Billionaire bond fund manager Jeffrey Gundlach said the
“retail investment fervor” that has developed during the COVID-19 pandemic is a
troubling sign for the health of the stock market.
Retail investing, or consumers managing their own small
holdings in financial markets, has surged with Americans trying to make use of
excess downtime forced on them by the coronavirus pandemic, potentially helping
to stretch valuations to near-historic levels.
“Retail investor activity is downright terrifying,” Gundlach
said on a conference call on Tuesday evening, pointing to the growth in daily
average trades and trades per account. “This is a terrible sign for the
condition of the market for anybody who's experienced a significant number of
cycles.”
Retail investing has experienced a rebirth over the past
year, with nearly 800,000 new accounts opened at the three biggest brokers in
March and April as lockdowns aimed at slowing the spread of the COVID-19 pandemic
allowed people to focus more on investments just when online brokers were
slashing commissions to zero, breathing life into an industry that had been
left for dead.
The rise of the retail investor has come amid an unforgiving
news cycle that has kept stock-market volatility elevated despite the major
averages moving to record highs, typically a sign of investor calm.

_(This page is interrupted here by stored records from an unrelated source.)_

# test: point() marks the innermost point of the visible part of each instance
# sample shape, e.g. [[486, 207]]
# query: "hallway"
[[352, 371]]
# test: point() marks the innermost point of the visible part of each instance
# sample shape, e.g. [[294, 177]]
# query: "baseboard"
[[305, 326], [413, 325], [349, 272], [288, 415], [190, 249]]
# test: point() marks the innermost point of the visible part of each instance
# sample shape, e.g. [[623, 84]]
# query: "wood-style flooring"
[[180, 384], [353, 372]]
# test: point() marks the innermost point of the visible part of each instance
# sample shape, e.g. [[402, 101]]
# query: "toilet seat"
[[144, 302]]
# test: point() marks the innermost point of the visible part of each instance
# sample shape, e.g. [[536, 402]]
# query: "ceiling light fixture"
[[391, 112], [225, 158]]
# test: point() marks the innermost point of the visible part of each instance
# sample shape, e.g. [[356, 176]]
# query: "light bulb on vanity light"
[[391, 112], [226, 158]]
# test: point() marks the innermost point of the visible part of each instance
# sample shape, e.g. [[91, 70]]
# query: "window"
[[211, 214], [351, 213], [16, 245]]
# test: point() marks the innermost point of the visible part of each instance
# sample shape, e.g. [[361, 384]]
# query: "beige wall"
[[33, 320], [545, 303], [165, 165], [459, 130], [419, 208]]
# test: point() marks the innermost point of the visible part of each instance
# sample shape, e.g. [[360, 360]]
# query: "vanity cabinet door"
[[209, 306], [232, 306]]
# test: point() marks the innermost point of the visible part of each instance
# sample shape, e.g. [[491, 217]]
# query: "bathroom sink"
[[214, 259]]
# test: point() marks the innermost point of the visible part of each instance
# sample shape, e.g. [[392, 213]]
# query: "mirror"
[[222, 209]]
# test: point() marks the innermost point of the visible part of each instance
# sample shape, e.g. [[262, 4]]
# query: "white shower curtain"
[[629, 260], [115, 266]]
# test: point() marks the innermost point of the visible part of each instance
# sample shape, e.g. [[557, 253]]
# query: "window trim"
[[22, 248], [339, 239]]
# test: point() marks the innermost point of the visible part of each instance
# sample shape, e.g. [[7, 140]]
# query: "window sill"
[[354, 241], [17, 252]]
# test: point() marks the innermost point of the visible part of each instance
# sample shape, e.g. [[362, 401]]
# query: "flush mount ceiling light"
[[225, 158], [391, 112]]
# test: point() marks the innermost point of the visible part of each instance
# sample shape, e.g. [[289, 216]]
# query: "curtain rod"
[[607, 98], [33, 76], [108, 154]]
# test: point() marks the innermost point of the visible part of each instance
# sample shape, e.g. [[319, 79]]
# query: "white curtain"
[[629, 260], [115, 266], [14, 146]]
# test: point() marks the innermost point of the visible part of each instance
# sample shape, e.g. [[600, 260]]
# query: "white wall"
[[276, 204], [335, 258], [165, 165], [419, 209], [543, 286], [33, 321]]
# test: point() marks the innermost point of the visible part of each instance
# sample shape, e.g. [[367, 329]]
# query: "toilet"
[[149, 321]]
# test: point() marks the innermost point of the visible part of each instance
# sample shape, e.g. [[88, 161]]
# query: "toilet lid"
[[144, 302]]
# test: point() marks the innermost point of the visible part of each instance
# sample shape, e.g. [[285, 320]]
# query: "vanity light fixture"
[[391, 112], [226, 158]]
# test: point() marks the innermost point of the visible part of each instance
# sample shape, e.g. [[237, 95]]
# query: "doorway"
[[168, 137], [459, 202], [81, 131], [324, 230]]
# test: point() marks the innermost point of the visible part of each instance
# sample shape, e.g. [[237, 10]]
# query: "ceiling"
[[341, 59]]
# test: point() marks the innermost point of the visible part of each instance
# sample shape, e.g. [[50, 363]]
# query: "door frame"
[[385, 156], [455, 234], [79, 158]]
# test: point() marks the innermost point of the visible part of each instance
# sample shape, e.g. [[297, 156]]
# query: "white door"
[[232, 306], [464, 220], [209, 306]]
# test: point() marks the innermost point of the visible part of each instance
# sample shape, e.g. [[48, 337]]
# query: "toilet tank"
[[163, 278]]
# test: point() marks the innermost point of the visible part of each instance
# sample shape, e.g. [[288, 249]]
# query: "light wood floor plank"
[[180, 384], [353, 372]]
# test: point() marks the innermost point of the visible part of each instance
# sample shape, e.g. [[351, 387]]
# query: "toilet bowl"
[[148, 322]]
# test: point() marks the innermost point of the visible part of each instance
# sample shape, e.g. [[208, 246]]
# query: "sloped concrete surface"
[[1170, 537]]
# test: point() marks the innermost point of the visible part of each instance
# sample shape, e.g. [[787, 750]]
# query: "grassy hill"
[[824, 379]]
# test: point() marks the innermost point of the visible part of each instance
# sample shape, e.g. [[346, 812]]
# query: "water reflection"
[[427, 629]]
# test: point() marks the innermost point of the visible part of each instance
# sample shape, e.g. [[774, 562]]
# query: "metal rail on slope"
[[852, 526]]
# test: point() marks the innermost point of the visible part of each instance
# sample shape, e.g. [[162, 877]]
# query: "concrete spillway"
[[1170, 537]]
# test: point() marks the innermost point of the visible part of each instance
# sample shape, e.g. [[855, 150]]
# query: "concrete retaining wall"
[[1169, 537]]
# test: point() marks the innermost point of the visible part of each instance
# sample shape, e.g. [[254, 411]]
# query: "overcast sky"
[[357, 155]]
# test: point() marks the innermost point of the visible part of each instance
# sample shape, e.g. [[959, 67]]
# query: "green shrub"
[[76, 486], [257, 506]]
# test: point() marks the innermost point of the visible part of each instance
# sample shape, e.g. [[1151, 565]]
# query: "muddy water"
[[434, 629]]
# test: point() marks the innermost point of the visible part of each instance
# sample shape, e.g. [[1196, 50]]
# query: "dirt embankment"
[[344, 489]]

The CBOE Volatility Index, often referred to as the stock
market’s fear gauge, last week closed at the highest level on record for a period
in which stocks were at an all-time peak.
At the same time, retail investors, who are typically
thought of as “dumb money” by Wall Street pros, have over the past six months
helped drive price-to-earnings ratios up by the most in 30 years, resulting in
a “melt-up of historic proportion in terms of its speed,” Gundlach said.
Before the stock market’s three-day selloff began on
Thursday, surging prices had stretched the S&P 500’s price-to-earnings
ratio into the 99.6th percentile, just below the level at the height of the
dot-com bubble.
Eight mega-cap tech stocks – Amazon Inc., Apple Inc.,
Alphabet Inc., Facebook Inc., Microsoft Corp., Netflix Inc., Nvidia Corp. and
Tesla Inc. – accounted for 48% of the Nasdaq’s $18.3 trillion market
capitalization.
“This is not a cheap market,” Gundlach said.
Click
here for the original article.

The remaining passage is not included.